Many apologies for the lack of posting of late, and this one is coming a day late because I basically just forgot to post it. Something about a big sportsball game last night. Anyway, as I prep my Best of 2015 movies list, I have some links to keep you busy:
- Guy annoys girlfriend with puns at Ikea – This is made me laugh more than I would have thought.
- Celebrating the Invisible Artistry and Great Direction of “Spotlight” – Matt Singer valiantly defends the honor of this great, restrained movie:
Spotlight certainly doesn’t have the visual panache of The Revenant or The Hateful Eight, but that doesn’t automatically make it a lesser film. Lavish cinematic style is not an automatic and objective good. It needs to suit the material. And it would not suit the material in Spotlight. …

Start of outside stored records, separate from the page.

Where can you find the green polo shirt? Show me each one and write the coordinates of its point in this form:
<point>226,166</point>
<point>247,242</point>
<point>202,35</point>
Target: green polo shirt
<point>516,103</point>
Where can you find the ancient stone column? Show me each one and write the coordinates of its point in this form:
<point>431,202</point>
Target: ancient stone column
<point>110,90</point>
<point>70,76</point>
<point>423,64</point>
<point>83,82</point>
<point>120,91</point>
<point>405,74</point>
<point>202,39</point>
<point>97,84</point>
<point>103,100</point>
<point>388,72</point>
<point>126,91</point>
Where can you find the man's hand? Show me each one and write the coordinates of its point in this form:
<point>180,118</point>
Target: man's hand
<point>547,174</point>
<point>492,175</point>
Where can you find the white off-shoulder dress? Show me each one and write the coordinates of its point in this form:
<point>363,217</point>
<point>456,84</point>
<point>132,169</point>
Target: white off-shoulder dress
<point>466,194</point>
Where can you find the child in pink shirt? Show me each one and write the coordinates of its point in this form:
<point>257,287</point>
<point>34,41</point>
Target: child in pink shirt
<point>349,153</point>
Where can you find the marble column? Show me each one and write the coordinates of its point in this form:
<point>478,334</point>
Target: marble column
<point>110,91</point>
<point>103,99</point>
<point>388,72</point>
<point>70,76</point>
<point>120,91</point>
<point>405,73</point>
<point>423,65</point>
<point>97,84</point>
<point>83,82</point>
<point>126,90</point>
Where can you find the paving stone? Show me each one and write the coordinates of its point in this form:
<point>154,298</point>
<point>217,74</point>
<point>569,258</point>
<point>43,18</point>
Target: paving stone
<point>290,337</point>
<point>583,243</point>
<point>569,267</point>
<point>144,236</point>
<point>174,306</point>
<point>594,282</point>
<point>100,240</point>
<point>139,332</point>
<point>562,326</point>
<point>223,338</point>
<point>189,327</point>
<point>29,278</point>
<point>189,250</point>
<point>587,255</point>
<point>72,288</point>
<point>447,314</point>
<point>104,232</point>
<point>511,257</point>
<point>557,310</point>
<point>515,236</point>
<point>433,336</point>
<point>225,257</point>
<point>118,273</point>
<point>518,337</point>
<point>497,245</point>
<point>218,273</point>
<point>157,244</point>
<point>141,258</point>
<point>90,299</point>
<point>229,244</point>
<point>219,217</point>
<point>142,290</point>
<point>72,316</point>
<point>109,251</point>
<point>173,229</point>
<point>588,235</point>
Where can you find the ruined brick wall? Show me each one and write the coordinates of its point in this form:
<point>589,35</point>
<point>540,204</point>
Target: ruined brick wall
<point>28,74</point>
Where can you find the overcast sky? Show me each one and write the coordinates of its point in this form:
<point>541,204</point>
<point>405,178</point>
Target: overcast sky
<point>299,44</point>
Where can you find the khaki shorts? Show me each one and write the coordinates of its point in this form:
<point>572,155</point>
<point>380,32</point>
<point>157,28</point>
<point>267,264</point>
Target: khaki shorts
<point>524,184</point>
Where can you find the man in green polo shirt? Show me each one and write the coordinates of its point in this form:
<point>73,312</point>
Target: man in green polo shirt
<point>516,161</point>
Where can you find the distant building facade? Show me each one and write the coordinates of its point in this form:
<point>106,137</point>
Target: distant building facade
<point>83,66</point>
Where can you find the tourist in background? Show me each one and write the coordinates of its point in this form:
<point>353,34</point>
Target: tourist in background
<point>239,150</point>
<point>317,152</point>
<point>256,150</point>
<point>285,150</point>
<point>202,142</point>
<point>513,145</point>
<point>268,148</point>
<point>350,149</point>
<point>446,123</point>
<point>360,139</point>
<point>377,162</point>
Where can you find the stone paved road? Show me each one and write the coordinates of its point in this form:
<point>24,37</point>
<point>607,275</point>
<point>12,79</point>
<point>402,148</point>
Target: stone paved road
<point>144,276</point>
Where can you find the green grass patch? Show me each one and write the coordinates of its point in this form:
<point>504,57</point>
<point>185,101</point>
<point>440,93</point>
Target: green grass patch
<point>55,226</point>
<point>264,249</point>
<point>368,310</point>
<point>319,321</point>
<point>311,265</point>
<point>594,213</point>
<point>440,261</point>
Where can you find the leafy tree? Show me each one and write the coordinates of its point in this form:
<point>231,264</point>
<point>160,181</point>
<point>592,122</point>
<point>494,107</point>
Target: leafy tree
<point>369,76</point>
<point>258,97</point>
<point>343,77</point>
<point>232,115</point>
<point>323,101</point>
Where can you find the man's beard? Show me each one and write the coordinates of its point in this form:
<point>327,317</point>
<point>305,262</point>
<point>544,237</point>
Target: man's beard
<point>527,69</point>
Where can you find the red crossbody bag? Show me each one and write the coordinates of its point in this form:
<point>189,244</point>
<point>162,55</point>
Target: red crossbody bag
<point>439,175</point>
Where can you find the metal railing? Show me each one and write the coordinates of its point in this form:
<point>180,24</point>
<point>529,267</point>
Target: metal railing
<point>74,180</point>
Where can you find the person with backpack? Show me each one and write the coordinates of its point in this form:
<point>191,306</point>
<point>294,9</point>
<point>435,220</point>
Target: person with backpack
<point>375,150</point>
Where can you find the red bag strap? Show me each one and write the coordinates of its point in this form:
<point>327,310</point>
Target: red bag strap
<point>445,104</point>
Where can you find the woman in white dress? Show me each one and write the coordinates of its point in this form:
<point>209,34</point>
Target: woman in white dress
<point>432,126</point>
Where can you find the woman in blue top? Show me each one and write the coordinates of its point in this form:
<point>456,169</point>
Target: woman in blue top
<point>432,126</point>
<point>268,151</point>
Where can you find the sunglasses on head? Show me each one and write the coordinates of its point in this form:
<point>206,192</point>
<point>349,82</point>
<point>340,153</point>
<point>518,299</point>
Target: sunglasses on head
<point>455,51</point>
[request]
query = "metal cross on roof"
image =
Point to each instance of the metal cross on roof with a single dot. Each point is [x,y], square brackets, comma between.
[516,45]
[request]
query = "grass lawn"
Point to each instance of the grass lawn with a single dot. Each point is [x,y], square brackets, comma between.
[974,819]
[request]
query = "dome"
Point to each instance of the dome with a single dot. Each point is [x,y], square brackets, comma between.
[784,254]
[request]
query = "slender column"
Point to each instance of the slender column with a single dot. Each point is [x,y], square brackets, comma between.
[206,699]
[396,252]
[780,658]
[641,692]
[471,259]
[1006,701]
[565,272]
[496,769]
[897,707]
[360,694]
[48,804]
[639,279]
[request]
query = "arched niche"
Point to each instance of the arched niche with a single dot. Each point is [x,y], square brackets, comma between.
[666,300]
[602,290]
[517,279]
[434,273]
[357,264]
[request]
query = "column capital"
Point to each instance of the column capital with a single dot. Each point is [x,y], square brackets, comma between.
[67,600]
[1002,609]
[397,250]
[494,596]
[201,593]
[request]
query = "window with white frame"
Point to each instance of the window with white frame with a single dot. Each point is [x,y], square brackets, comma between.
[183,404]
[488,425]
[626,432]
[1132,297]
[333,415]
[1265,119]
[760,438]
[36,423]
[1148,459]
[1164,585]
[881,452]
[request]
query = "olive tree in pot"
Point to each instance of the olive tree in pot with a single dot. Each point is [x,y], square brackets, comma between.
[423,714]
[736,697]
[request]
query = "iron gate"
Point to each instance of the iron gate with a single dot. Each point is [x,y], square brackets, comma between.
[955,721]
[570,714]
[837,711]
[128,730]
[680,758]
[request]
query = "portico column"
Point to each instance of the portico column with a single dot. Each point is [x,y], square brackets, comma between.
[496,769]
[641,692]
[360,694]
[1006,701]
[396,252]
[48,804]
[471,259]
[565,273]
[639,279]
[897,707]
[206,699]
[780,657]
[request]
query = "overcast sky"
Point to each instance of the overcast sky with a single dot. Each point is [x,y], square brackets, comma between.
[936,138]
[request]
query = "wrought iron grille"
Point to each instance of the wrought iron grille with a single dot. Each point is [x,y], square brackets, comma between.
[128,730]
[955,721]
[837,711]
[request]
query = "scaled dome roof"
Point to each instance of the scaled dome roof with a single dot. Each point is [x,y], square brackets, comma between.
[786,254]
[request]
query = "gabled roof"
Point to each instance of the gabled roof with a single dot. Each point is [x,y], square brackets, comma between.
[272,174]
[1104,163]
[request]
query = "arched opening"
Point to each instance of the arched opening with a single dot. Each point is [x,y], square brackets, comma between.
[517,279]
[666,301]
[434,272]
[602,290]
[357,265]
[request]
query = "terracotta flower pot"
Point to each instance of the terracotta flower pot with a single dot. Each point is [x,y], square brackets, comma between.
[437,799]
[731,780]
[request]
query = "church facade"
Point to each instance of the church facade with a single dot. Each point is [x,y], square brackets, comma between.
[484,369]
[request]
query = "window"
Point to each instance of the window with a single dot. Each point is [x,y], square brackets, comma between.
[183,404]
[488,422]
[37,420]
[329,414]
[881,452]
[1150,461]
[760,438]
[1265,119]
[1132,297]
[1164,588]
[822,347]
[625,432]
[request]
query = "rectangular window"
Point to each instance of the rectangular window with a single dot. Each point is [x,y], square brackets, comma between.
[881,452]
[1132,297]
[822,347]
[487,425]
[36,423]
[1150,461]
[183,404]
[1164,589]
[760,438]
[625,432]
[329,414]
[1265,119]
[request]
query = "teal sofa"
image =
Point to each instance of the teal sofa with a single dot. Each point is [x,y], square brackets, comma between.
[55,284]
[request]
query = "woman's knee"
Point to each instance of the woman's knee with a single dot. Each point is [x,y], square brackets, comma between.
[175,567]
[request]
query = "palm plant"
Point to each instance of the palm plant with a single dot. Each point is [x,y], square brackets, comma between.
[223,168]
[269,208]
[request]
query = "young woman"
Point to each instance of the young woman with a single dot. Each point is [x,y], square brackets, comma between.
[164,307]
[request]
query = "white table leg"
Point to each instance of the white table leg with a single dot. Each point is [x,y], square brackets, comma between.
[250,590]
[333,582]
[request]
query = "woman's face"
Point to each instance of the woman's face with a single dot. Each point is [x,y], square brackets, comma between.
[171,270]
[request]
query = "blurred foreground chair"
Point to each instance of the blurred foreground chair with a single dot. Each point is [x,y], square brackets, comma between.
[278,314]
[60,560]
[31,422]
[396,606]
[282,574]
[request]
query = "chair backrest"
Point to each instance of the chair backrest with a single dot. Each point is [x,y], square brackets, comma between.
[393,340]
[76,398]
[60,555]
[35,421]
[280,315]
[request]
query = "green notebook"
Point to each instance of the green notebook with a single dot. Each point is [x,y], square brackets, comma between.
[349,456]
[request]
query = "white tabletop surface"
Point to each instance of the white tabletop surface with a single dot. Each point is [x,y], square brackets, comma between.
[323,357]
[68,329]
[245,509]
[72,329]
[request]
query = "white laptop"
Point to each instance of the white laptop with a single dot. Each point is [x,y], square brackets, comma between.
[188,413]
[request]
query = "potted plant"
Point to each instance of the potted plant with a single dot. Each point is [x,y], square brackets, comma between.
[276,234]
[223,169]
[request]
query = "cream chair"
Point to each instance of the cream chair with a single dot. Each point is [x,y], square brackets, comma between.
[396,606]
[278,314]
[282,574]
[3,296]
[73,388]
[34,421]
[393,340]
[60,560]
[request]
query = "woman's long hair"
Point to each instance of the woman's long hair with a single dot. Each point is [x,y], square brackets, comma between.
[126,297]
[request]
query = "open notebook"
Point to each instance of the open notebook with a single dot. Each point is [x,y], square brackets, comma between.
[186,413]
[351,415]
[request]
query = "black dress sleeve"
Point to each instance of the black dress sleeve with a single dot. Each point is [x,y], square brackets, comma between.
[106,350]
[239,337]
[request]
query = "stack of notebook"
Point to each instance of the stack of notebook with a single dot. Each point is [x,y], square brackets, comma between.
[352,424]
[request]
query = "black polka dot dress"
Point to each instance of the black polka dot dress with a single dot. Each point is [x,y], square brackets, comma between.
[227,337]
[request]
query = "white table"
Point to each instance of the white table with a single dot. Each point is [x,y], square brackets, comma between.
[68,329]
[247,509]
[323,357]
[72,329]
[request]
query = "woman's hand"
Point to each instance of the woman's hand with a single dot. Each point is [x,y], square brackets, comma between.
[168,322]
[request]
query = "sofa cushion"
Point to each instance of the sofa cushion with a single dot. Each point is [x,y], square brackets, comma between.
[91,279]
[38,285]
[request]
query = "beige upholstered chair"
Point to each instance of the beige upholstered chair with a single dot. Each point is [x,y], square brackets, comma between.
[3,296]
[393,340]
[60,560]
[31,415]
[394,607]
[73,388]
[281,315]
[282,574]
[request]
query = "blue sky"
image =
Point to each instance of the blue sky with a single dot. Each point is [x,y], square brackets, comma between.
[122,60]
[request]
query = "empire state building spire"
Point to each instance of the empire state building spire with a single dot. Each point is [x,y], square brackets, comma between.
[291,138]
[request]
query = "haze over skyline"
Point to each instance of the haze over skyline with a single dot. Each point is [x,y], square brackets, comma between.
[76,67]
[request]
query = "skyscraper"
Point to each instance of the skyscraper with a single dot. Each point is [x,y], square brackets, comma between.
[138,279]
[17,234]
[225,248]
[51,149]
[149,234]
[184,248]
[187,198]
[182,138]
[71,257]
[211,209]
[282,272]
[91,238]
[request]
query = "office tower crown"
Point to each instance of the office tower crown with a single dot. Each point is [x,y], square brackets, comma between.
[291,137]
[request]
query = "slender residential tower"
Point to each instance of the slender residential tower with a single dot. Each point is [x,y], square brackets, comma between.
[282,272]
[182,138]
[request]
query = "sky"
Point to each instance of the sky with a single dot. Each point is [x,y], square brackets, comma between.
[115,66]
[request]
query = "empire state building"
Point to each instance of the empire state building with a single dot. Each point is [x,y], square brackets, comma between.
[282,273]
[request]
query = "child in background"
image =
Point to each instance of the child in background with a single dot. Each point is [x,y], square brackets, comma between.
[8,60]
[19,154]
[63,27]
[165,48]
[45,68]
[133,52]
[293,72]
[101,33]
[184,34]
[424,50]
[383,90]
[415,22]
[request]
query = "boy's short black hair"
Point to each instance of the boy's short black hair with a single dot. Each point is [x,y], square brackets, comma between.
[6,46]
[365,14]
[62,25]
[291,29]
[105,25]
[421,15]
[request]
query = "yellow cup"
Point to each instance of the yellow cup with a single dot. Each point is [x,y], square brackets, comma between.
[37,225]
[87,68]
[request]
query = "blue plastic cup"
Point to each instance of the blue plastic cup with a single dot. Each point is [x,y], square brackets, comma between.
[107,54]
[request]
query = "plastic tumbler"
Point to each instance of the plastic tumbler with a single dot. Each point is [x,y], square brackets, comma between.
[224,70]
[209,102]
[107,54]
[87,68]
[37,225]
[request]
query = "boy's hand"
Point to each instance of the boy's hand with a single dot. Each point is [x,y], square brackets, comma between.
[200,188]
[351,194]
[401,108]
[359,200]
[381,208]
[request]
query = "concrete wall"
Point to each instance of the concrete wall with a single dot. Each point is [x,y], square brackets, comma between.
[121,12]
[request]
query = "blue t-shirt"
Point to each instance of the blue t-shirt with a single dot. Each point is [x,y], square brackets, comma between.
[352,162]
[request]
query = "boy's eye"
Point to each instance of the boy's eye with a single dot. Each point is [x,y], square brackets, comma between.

Spotlight’s direction is “unsexy” because it depicts a world that is unsexy; it is “workmanlike” because it depicts a world of work. If the Boston Globe reporters’ jobs were fun and exciting, everyone would do them and the newspaper business would be thriving. The whole point of the film is to show why these journalists’ efforts were important in spite of the fact that what they did was, by and large, boring, tedious, and monotonous. Gussying up this film with elaborate camera shots and eye-catching angles would be a betrayal of everything Spotlight represents. In the same way that the Spotlight team keep themselves out of the story, McCarthy keeps himself out of the movie.
But that doesn’t mean he’s not there, or that film direction is purely the sum total of a movie’s flashy camera moves. Careful consideration of Spotlight reveals McCarthy’s subtle but brilliant direction, not just in terms of cinematography but production design, art direction, and editing as well. Little of it is showy and most of it is easy to miss, particularly if you get caught up in the riveting drama of the Globe’s investigation into the Catholic Church and its unseemly practices.
Singer then proceeds to back it up with several examples. Very insightful, though it does appear that Spotlight has lost its frontrunner status.
- I’m STILL Not Sayin’ Aliens. But This Star Is Really Weird. – You remember that star that had really weird dips in radiance? It turns out that it’s even weirder than originally thought, especially when taking into account historical observations. No real explanation has made much sense (even, dare I say, the alien hypothesis, however much we’d want it to be).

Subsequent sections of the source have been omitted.